Provincial health officer Dr. Bonnie Henry said the weekly reports will be generated automatically, and feature a count of every person who died while coronavirus-positive over the preceding 30 days.

“We’ll be transitioning to a new way of reporting people who’ve died from COVID, and it’s going to be looking at 30-day all-cause mortality,” Henry said at a modeling presentation Tuesday.

“That means we will be over-counting people early on.”

Under BC’s current system of releasing pandemic data every weekday, public health teams are responsible for manually investigating each death to determine if COVID-19 was a factor. This has led to a number of data corrections over the course of the crisis, as teams struggled to keep up with narrow reporting windows.

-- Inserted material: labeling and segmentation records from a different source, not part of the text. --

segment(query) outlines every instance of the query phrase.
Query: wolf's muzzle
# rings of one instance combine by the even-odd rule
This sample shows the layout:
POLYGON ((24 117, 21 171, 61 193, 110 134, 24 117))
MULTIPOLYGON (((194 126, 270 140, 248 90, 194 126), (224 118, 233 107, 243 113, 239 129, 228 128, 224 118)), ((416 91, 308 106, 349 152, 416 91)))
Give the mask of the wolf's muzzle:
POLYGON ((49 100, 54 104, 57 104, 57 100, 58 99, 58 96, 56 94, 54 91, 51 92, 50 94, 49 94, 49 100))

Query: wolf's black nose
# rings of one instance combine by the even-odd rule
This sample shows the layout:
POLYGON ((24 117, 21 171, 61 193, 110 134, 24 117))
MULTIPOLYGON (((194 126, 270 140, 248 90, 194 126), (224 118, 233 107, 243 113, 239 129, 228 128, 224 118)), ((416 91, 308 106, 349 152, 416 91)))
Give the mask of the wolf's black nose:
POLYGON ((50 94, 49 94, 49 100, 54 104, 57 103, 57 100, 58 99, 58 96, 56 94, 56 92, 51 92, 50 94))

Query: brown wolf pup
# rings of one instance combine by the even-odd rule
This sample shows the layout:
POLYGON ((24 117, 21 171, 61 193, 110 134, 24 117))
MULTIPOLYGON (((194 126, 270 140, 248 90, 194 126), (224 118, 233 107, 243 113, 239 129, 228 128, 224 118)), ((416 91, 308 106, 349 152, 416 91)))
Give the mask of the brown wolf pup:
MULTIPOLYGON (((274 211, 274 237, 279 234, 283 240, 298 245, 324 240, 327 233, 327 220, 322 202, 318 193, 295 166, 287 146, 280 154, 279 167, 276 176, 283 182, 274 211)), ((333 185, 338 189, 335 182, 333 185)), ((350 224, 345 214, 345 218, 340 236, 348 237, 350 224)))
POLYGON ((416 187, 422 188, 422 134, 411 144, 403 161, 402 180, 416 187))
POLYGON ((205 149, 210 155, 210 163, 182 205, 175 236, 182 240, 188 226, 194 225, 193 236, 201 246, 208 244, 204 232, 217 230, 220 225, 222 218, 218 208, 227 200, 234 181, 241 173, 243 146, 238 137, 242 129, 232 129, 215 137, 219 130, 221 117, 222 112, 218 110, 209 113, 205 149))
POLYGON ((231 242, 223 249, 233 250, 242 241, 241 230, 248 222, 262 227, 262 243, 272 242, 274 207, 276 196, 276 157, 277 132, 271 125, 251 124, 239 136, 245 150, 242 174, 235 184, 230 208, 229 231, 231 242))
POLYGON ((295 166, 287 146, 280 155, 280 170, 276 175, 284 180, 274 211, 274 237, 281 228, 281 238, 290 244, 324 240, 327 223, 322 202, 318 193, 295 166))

Henry said the government will still work to separate coronavirus-related deaths from those in which someone was incidentally infected with COVID-19, but the process will take longer – weeks or months, in some cases, as causes of death are confirmed through Vital Statistics .

Henry said once information comes in, the province’s death toll will be “updated on a rolling basis.”

“That gives us a more accurate picture of all-cause impacts from COVID-19,” she added.

She warned the public to expect a jump in COVID-19 deaths early in the transition, which is happening this Thursday.

The previously announced change to weekly reporting has been met with pushback, and renewed concerns about government transparency during the pandemic.

BC Green Leader Sonia Furstenau slammed the province Tuesday for offering less data at a time when the Omicron subvariant BA.2 has already fueled increases in transmission and hospitalizations.

“This government is desperate to maintain its narrative around its management of this pandemic, and is doing so by limiting testing, monitoring, and reporting. They have closed down community monitoring at the beginning of a sixth wave,” Furstenau said in a statement.

“We have seen in other jurisdictions, like Peterborough, Ont., for example, where data transparency and public guidance are the focus of a responsible public health body. It is not an impossible task for this government to provide clear guidance to the public on what level of risk they are at.”